親の感情的なサポートが得られないまま大人になると、不眠症を訴えやすくなることがわかりました。
愛に飢えた子供は、夜遅くまで眠れなくなってしまうそうなのです。
新しい研究結果が Frontiers in Psychiatry に掲載されています。
感情的ネグレクトで不眠症リスクが高まるかも
親の放任や無視によって、子が愛情を受けられないことを「感情的ネグレクト」といいます。

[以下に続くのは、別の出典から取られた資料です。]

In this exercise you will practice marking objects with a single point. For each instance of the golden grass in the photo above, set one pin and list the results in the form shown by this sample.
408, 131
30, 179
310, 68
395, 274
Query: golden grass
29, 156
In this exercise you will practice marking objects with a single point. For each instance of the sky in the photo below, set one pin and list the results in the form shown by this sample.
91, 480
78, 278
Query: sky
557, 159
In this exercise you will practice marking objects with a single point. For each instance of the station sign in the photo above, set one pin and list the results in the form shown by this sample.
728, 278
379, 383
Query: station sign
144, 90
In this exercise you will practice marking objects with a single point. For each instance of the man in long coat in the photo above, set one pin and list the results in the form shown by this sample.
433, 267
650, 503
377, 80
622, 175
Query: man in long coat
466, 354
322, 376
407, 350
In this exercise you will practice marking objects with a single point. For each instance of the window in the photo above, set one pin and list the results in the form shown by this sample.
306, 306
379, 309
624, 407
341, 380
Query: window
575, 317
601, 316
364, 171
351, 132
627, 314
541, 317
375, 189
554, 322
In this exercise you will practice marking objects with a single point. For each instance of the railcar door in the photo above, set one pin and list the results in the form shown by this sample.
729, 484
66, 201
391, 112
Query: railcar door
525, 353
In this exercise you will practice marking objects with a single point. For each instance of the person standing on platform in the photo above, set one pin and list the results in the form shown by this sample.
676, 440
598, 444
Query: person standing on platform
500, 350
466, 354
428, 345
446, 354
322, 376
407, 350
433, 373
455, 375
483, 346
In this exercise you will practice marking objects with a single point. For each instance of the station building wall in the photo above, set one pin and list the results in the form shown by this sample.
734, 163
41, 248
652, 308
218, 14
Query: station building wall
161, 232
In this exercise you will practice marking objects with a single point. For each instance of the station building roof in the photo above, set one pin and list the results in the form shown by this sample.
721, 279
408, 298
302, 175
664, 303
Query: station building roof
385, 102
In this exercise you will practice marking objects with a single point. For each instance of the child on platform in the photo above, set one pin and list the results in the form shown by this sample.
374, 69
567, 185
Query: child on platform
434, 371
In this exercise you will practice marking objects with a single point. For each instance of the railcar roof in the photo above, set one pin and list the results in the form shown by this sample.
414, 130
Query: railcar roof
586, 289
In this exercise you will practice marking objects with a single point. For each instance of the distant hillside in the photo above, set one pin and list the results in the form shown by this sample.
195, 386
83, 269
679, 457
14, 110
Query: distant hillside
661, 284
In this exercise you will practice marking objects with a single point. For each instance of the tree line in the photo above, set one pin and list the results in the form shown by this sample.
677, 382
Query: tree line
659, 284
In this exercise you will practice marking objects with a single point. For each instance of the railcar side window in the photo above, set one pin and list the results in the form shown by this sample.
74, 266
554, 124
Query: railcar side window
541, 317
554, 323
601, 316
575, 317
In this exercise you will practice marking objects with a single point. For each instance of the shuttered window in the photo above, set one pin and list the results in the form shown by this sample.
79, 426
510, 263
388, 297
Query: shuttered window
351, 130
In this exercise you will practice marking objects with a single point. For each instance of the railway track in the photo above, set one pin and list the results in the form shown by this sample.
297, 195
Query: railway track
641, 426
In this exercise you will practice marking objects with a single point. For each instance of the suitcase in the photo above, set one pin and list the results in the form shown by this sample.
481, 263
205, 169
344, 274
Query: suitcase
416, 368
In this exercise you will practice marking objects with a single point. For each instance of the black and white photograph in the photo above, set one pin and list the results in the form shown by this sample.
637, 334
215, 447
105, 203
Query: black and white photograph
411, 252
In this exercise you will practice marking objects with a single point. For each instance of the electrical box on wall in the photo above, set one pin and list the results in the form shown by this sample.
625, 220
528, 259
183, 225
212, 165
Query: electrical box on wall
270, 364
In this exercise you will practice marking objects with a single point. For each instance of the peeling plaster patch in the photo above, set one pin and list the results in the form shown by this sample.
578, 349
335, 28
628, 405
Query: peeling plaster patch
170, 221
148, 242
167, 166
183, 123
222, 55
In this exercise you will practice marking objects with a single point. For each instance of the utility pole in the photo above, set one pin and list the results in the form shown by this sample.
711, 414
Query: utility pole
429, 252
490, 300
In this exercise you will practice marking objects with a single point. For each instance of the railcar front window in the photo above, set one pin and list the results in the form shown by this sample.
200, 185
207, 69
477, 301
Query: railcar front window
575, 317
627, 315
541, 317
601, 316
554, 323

愛を知らぬまま育てば、メンタルの悪化に悩まされることは明らか。過去の研究によると、感情的ネグレクトと将来のうつの発症リスクに強い関係があったとのこと。
そして今回のピッツバーグ大学らの研究では、子供のトラウマと不眠の関係を分析しています。
ここでいう不眠とは、眠りに落ちるまでに長い時間がかかる症状と、途中で目が覚める症状を示します。
調査対象となったのは、過去にうつを発症したことのある102人の若者(18-22歳)たち。症状が重かった人から軽かった人まで含まれていました。
まず、専門医が彼らのうつの診断と子供のころのトラウマについてインタビューを行いました。
「親から身体的な虐待を受けていたか?無視されていたか?」等の質問をし、直近のストレスや不安、デモグラフィック変数なども尋ねたそうです。
また、2週間に渡って、うつと不眠症の日記をつけるように指示しました。
調査が終了し、得られたデータを分析すると、うつや不安、ストレスに関係なく感情的ネグレクトのみ不眠症を予測していたことが分かりました。
さらに、下記も結果に影響しなかったことが明らかになっています。
- 身体的虐待(たたく、蹴る)
- 情緒的虐待(差別、恥をかかせる)
- その他のトラウマ
- デモグラフィック変数
感情的ネグレクトを多く経験した人は、より眠りに落ちにづらく、睡眠状態を維持できなかったのです。
しかしなぜ、この2つが関係していたのでしょうか?
感情的ネグレクトを経験すると、心や身の安全が脅かされているような感覚が身についてしまいます。そのことが原因で夜遅くまで脳が覚醒状態のままになり、眠りづらくなってしまうそうです。
研究者はつぎのようにいいます。
我々の結果は、幼年期の感情的ネグレクトが、若い成人の眠りに落ちるスピード/または睡眠状態を維持することの困難さとに、明確な関係があることを強調している。
気になる不眠症の改善方法ですが、認知行動療法やマインドフルネスが効果的であることを示す論文がいくつか出ています。
これら2つの実践や精神科の受診が治療に役立つことでしょう。